Here are some warning signs that work and family pressures may be out of balance in your own life:
Practical Signs
- You can't attend to child-care emergencies.
- You rarely see your family any more.
- You can't accommodate family responsibilities that are important to you.
- Your spouse gives you an ultimatum.
- You feel tired when you wake up, and rarely relish another day of work.
Emotional Signs
- Your life is not working the way you want it to.
- You feel you are working too hard for too little reward.
- You're emotionally drained at the end of the day.
- You're in a bad humor too often, or you feel resentment toward your job or your responsibilities.
- You suddenly notice you haven't enjoyed yourself for a long time, or you can't forget a dream where your life is wildly out of kilter.
- In extreme cases, you may get migraine, rashes, or other stress-related illnesses, which are surely not what life's about!
Benefits Of Balance
- What you get from favouring family time actually runs contrary to traditional dogma.
- Policies of letting people access quality time at home are rarely abused, and in fact may be very cost-effective.
- Employees generally express a much higher level of loyalty if the company respects the need to balance work and family pressures.

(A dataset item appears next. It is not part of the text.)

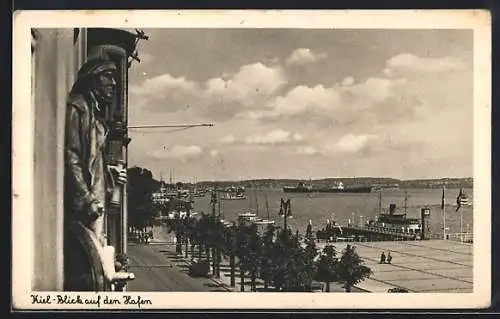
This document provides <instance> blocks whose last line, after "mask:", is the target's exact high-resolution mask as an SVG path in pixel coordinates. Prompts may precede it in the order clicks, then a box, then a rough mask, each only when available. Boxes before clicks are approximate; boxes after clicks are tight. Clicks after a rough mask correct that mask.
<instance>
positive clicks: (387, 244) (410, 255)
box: [318, 240, 473, 293]
mask: <svg viewBox="0 0 500 319" xmlns="http://www.w3.org/2000/svg"><path fill="white" fill-rule="evenodd" d="M351 244H352V245H354V246H356V250H357V252H358V254H359V255H360V256H361V257H362V258H363V259H364V260H365V262H366V265H367V266H368V267H370V268H371V269H372V270H373V275H372V276H371V278H369V279H367V280H365V281H364V282H362V283H360V284H359V285H358V287H359V288H361V289H365V290H368V291H371V292H387V289H389V288H394V287H400V288H405V289H407V290H408V291H410V292H460V293H464V292H472V291H473V279H472V259H473V258H472V251H473V246H472V244H465V243H460V242H455V241H449V240H447V241H445V240H427V241H396V242H387V241H386V242H356V243H351ZM324 245H325V244H319V245H318V246H319V247H323V246H324ZM346 245H347V243H334V246H335V247H336V248H337V250H338V251H339V252H340V251H341V250H342V249H344V248H345V246H346ZM382 252H385V254H386V255H387V253H388V252H390V253H391V256H392V258H393V259H392V263H391V264H379V260H380V254H381V253H382Z"/></svg>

- In fact, a Families and Work Institute study found that offering parental leave is about 80 per cent cheaper than not offering it. Particularly, when it comes to counting direct costs, productivity changes, and training.
Solutions
- Dr. B S Nair (36) General Manager-Medical Services, Duphar-Interfran Ltd., is very positive about a balanced work and family life. He feels that maintaining a balance at home not only helps one to be a good professional but also a complete person. Says Dr. Nair, "Coming home to your family helps to let out your professional stress and moreover its something different. Moreover, whenever I have to travel, I ensure that they are scheduled on week days so that I am back home for the weekend."
- Sangita Wadhwani (28)-Feature Editor of Elle magazine, says, "You try and make time on Sunday nights, which you spend watching television with your family. Sometimes, I try merging both, for example if I have to attend a classical concert I see if my parents can attend it too." Holidaying with your family is another solution. "You tend to be in touch with your immediate family , as well as your cousins and other relatives."
- Deepak Rao, (45) Chief Executive - Aries Advertising and Publicity, feels that the whole thing about being overstressed is over hyped - "It never exists on a continuous basis." Talking about himself he says, "I am an intelligent workaholic, I am not in the rat race and I enjoy my quality of life."
- Rupa Randive, (33) Personnel Manager-Tata Donnelley feels that, "It is very difficult to maintain a balance between one's professional and family life. It also depends on your relationship with your spouse, as to how compatible you are about each other's professional lives," says Randive.
- Vismay Sharma, (28) Product Manager-L'Oreal Professional, says his work schedule and a long drive home gives him very less energy and time to socialize. "The feeling of discontent every evening, when you reach home makes you realise how unbalanced life can be and the ideal solution would be taking vacations intermittently.
- Pradeep Nair, (32) Senior Manager-HRD, Kores (India) Ltd. says, "When I am at home I forget my professional life and when I am at the office I forget my family life." According to him, any levelheaded person can manage a balance if he prioritizes, what needs more attention.
- Arnold Britto, (26) Business Development Manager, ISC, Consultancy Services says, "Never (work) on a Sunday!"